Bijdrage Joël Voordewind plenaire afronding artikel-100 brief inzake Libië

donderdag 31 maart 2011

De heer Voordewind (ChristenUnie): Voorzitter. Nadat zij kennis had genomen van de aanvallen van Kadhafi op zijn eigen burgerbevolking, heeft de ChristenUnie meteen duidelijk gemaakt dat Nederland een bijdrage zou moeten leveren aan het beschermen van de burgerbevolking en aan het steunen van de no-flyzone. Vorige week hebben wij uitgebreid gesproken over een bijdrage aan het wapenembargo. Ook daarover waren wij positief. Toen hebben wij zelfs gezegd: liever nog zouden wij een bijdrage leveren aan de handhaving van de no-flyzone, omdat dit een directe bescherming van de burgers zou inhouden. Het ligt dus voor de hand dat wij met volle overtuiging kunnen instemmen met deze missie.

            Bij dezen trek ik de motie in, die wij vorige week hebben ingediend om alsnog een bijdrage te leveren aan de no-flyzone.
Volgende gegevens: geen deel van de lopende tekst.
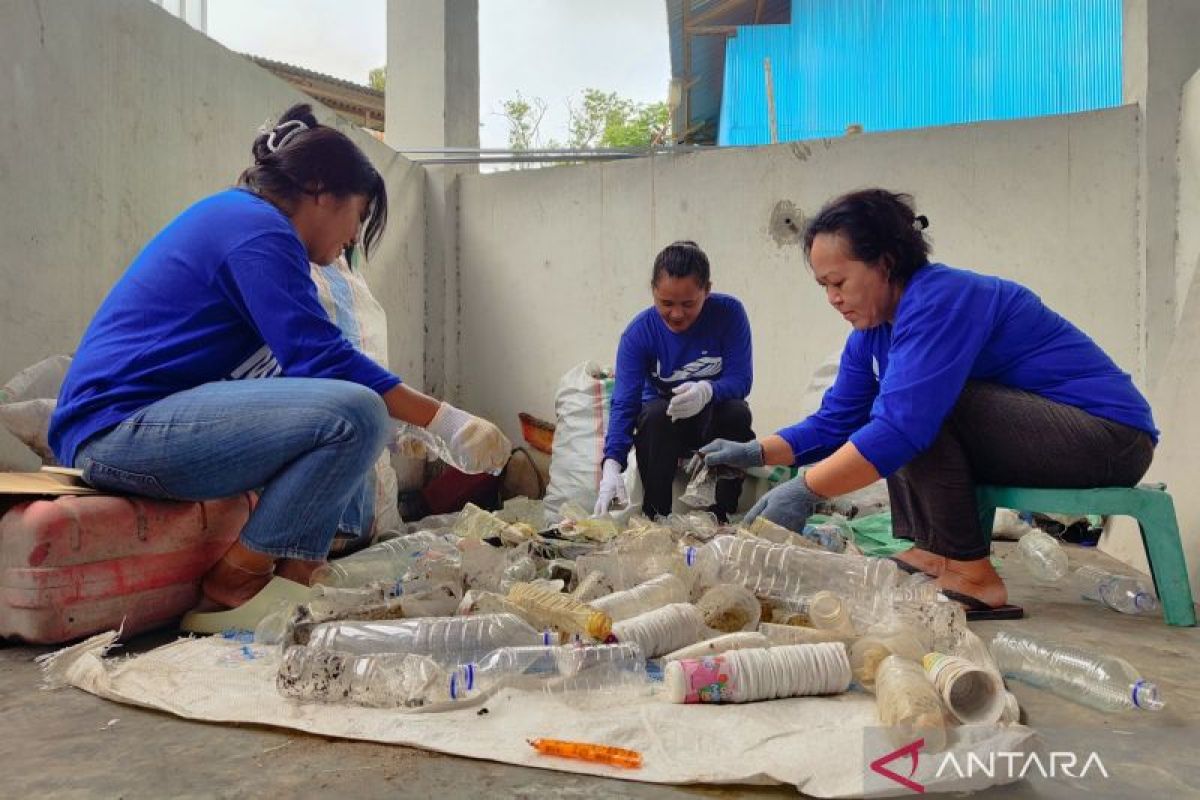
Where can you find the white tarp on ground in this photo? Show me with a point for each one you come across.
(815, 744)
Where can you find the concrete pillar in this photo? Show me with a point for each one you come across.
(432, 101)
(1159, 55)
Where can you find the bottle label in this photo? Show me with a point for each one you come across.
(706, 680)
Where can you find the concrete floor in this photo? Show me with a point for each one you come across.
(59, 744)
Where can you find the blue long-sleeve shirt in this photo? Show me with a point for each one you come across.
(652, 360)
(223, 292)
(898, 382)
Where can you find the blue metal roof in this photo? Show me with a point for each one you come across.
(888, 64)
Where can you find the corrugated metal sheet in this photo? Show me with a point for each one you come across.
(892, 64)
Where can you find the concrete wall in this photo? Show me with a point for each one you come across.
(117, 116)
(556, 262)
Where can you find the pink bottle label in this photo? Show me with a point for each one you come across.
(706, 680)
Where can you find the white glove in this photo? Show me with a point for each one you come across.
(690, 400)
(612, 487)
(475, 444)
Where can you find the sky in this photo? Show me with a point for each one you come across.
(543, 48)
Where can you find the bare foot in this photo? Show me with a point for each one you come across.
(977, 578)
(238, 576)
(923, 560)
(297, 570)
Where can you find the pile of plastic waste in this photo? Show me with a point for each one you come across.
(681, 609)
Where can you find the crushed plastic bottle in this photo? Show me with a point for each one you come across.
(594, 668)
(1043, 557)
(655, 593)
(394, 680)
(1102, 681)
(909, 705)
(1121, 593)
(789, 572)
(448, 639)
(561, 612)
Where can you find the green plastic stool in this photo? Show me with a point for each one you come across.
(1149, 504)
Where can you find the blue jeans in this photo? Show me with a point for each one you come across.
(306, 443)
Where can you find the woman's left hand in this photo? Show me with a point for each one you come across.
(790, 505)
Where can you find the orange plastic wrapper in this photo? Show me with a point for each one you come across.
(586, 752)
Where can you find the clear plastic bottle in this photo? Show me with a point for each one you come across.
(789, 572)
(1102, 681)
(383, 563)
(1122, 593)
(1043, 555)
(391, 680)
(558, 611)
(448, 639)
(655, 593)
(587, 668)
(909, 705)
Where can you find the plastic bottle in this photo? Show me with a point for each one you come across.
(558, 611)
(663, 630)
(1121, 593)
(655, 593)
(587, 668)
(730, 608)
(391, 680)
(385, 561)
(1102, 681)
(787, 572)
(763, 674)
(909, 705)
(448, 639)
(1043, 555)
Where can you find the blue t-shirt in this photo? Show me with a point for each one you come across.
(221, 293)
(652, 360)
(898, 382)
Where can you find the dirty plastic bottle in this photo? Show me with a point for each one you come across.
(389, 680)
(587, 668)
(909, 705)
(1102, 681)
(1043, 555)
(1122, 593)
(655, 593)
(385, 561)
(448, 639)
(787, 572)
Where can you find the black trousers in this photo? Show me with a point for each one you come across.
(1003, 435)
(660, 443)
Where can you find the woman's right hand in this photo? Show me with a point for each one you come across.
(612, 487)
(742, 455)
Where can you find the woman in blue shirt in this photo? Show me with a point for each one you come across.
(684, 368)
(948, 379)
(159, 400)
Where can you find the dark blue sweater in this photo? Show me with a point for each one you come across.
(652, 360)
(221, 293)
(899, 380)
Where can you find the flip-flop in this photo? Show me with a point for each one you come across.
(909, 567)
(978, 609)
(247, 615)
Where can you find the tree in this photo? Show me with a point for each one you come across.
(378, 78)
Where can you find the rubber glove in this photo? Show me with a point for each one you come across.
(475, 444)
(789, 504)
(742, 455)
(690, 398)
(612, 487)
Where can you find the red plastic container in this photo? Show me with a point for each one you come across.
(73, 566)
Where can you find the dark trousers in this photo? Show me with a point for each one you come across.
(660, 443)
(1003, 435)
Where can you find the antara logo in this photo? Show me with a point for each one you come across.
(1014, 765)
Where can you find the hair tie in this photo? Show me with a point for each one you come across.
(292, 128)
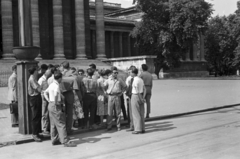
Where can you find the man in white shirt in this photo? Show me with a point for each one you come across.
(137, 102)
(56, 114)
(45, 115)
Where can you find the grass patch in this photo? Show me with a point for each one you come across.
(3, 106)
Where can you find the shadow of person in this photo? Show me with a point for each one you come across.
(161, 126)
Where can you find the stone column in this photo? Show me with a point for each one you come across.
(120, 45)
(58, 30)
(129, 45)
(188, 55)
(112, 44)
(80, 30)
(100, 29)
(35, 25)
(7, 29)
(202, 56)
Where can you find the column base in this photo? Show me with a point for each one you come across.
(8, 56)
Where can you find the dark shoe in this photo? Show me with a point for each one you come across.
(36, 138)
(136, 132)
(56, 142)
(70, 144)
(130, 129)
(109, 129)
(14, 125)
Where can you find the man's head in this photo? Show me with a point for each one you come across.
(14, 68)
(93, 66)
(58, 76)
(134, 72)
(144, 67)
(43, 69)
(114, 72)
(130, 69)
(33, 71)
(64, 66)
(90, 72)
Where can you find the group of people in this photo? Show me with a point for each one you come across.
(61, 97)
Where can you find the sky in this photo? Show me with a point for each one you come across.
(221, 7)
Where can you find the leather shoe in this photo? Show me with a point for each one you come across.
(130, 129)
(36, 138)
(70, 144)
(136, 132)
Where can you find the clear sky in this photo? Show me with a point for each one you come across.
(221, 7)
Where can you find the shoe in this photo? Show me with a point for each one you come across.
(56, 142)
(70, 144)
(130, 129)
(14, 125)
(136, 132)
(74, 129)
(109, 129)
(36, 138)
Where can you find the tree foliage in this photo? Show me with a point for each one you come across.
(222, 43)
(169, 27)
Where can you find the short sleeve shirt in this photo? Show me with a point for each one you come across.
(137, 86)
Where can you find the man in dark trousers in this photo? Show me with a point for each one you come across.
(148, 82)
(35, 102)
(57, 116)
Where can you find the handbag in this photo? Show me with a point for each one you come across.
(13, 108)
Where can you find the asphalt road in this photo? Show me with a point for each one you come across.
(200, 136)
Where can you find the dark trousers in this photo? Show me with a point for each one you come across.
(123, 108)
(69, 100)
(89, 106)
(35, 103)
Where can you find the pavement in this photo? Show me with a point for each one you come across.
(171, 98)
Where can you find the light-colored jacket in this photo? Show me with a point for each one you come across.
(12, 87)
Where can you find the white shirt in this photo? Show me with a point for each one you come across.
(52, 91)
(137, 86)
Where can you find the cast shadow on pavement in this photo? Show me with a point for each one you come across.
(160, 126)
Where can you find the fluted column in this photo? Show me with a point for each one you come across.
(120, 45)
(202, 56)
(129, 45)
(80, 30)
(100, 29)
(58, 30)
(7, 29)
(112, 44)
(35, 25)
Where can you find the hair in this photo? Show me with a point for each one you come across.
(32, 69)
(102, 72)
(113, 68)
(90, 72)
(14, 67)
(57, 75)
(81, 70)
(44, 67)
(73, 69)
(107, 72)
(50, 66)
(93, 66)
(135, 71)
(65, 65)
(131, 67)
(144, 67)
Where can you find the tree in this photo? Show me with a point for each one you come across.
(169, 27)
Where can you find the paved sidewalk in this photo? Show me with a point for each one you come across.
(170, 98)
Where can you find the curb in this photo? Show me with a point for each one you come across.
(29, 139)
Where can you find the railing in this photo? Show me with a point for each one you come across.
(4, 75)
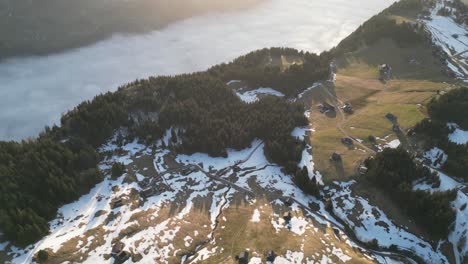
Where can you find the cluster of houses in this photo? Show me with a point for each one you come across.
(118, 252)
(328, 108)
(385, 72)
(243, 258)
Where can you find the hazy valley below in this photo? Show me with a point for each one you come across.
(35, 91)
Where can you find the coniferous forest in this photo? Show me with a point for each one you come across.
(40, 175)
(448, 108)
(394, 171)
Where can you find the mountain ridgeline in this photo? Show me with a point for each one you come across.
(61, 164)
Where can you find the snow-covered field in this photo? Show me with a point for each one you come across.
(452, 38)
(370, 222)
(459, 235)
(458, 136)
(35, 91)
(88, 228)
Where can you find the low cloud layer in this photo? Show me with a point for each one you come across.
(34, 92)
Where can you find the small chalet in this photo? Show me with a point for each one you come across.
(335, 157)
(148, 192)
(271, 256)
(347, 108)
(391, 117)
(362, 170)
(287, 217)
(347, 141)
(326, 107)
(117, 248)
(385, 71)
(117, 203)
(187, 171)
(243, 258)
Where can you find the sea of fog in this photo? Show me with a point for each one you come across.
(35, 91)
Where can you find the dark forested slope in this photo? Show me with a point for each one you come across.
(40, 175)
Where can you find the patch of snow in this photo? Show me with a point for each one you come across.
(301, 132)
(370, 222)
(252, 96)
(458, 136)
(315, 85)
(393, 144)
(436, 156)
(307, 161)
(339, 253)
(218, 163)
(255, 260)
(256, 216)
(290, 257)
(233, 81)
(298, 225)
(443, 30)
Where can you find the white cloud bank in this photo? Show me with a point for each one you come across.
(35, 91)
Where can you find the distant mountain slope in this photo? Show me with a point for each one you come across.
(222, 166)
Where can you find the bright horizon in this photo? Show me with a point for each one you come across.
(35, 91)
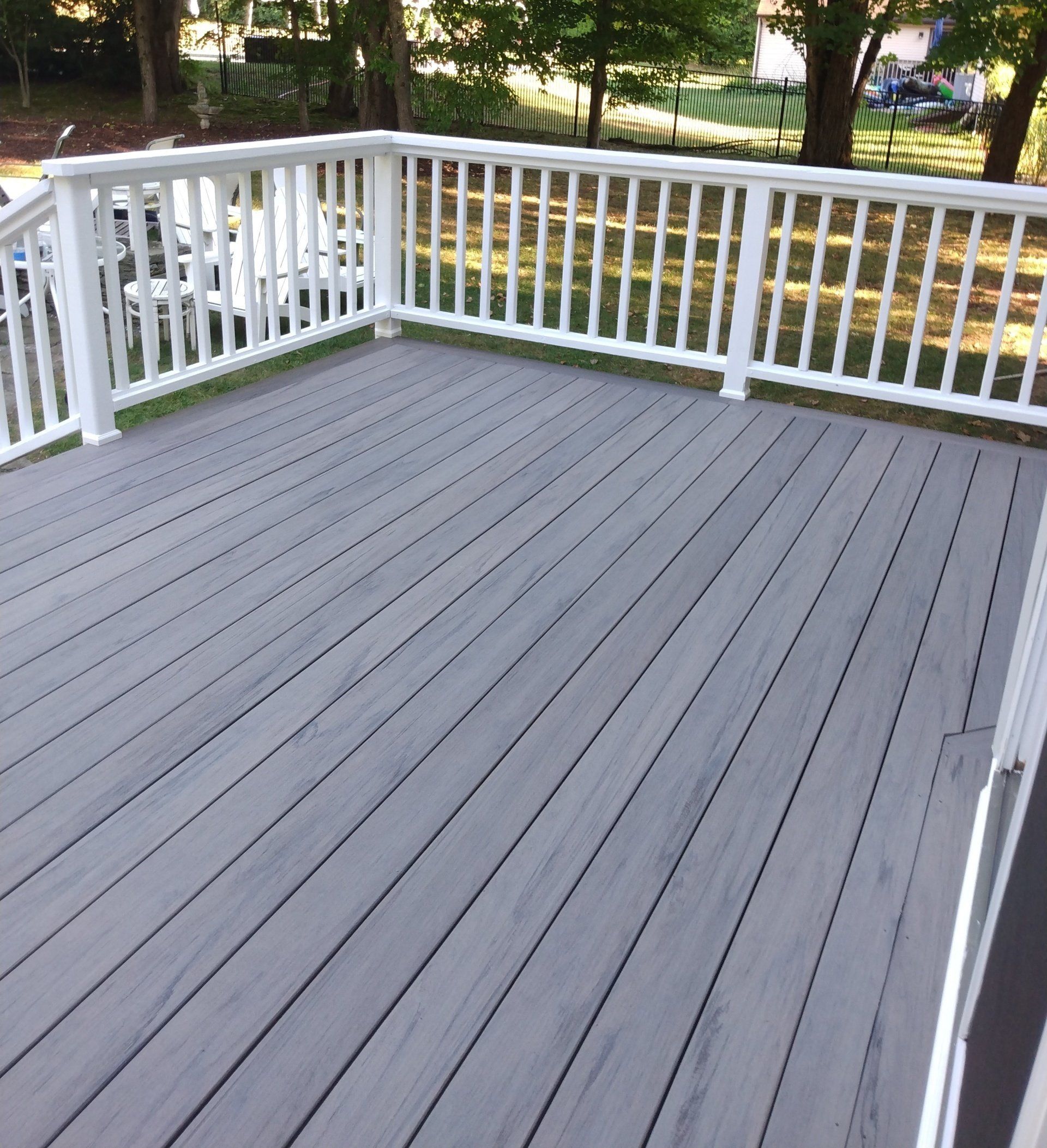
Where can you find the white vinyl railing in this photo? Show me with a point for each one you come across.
(36, 374)
(741, 328)
(189, 264)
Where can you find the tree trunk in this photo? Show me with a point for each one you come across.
(831, 107)
(603, 38)
(166, 63)
(301, 75)
(341, 98)
(144, 36)
(378, 100)
(22, 68)
(1001, 165)
(401, 53)
(597, 91)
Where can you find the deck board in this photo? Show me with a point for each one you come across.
(437, 748)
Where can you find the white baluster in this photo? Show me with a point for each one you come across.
(383, 207)
(661, 226)
(749, 291)
(727, 217)
(600, 240)
(689, 253)
(461, 221)
(541, 254)
(814, 288)
(1002, 307)
(967, 279)
(858, 240)
(410, 287)
(626, 282)
(888, 293)
(568, 276)
(513, 286)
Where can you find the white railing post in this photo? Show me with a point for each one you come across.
(749, 289)
(1018, 745)
(83, 315)
(388, 196)
(1023, 710)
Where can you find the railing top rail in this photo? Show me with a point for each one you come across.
(30, 208)
(887, 186)
(216, 158)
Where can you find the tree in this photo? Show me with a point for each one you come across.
(301, 74)
(478, 44)
(612, 40)
(841, 40)
(377, 29)
(341, 94)
(989, 33)
(22, 21)
(158, 27)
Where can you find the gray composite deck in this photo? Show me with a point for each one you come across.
(440, 749)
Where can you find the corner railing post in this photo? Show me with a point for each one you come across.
(749, 291)
(387, 235)
(83, 315)
(1023, 716)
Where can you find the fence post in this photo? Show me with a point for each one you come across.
(749, 289)
(388, 193)
(83, 315)
(782, 116)
(891, 134)
(677, 110)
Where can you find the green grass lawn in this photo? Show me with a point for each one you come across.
(980, 316)
(732, 118)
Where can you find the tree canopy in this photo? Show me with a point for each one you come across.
(990, 33)
(841, 40)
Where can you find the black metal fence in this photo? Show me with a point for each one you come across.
(704, 112)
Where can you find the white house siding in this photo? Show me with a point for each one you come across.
(778, 58)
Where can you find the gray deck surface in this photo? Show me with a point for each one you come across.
(440, 749)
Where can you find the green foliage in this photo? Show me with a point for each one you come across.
(842, 26)
(732, 30)
(462, 71)
(575, 33)
(991, 33)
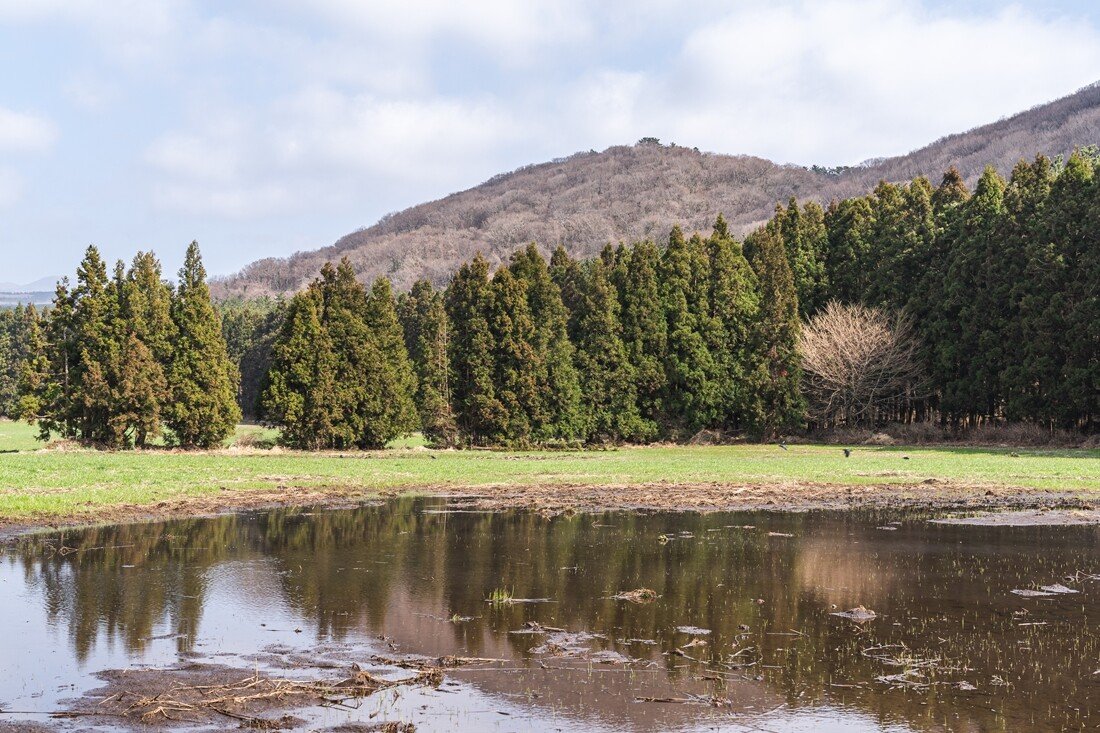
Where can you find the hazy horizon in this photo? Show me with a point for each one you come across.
(263, 129)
Wij hebben duidelijke antwoorden van het kabinet gehad over de zelfverdediging en veiligheid van de F-16-piloten. Daarover hoeven wij ons geen zorgen meer te maken. Wij vertrouwen erop dat een wezenlijke bijdrage wordt geleverd aan de concrete bescherming van de burgers in Libië. Dat maakt dat de ChristenUnie volledig en met overtuiging kan instemmen met deze missie. Wij wensen de militairen hierbij veel wijsheid en sterkte toe, evenals een behouden thuiskomst.

 

De voorzitter: Aangezien de motie-Voordewind (32623, nr. 11) is ingetrokken, maakt zij geen onderwerp van behandeling meer uit.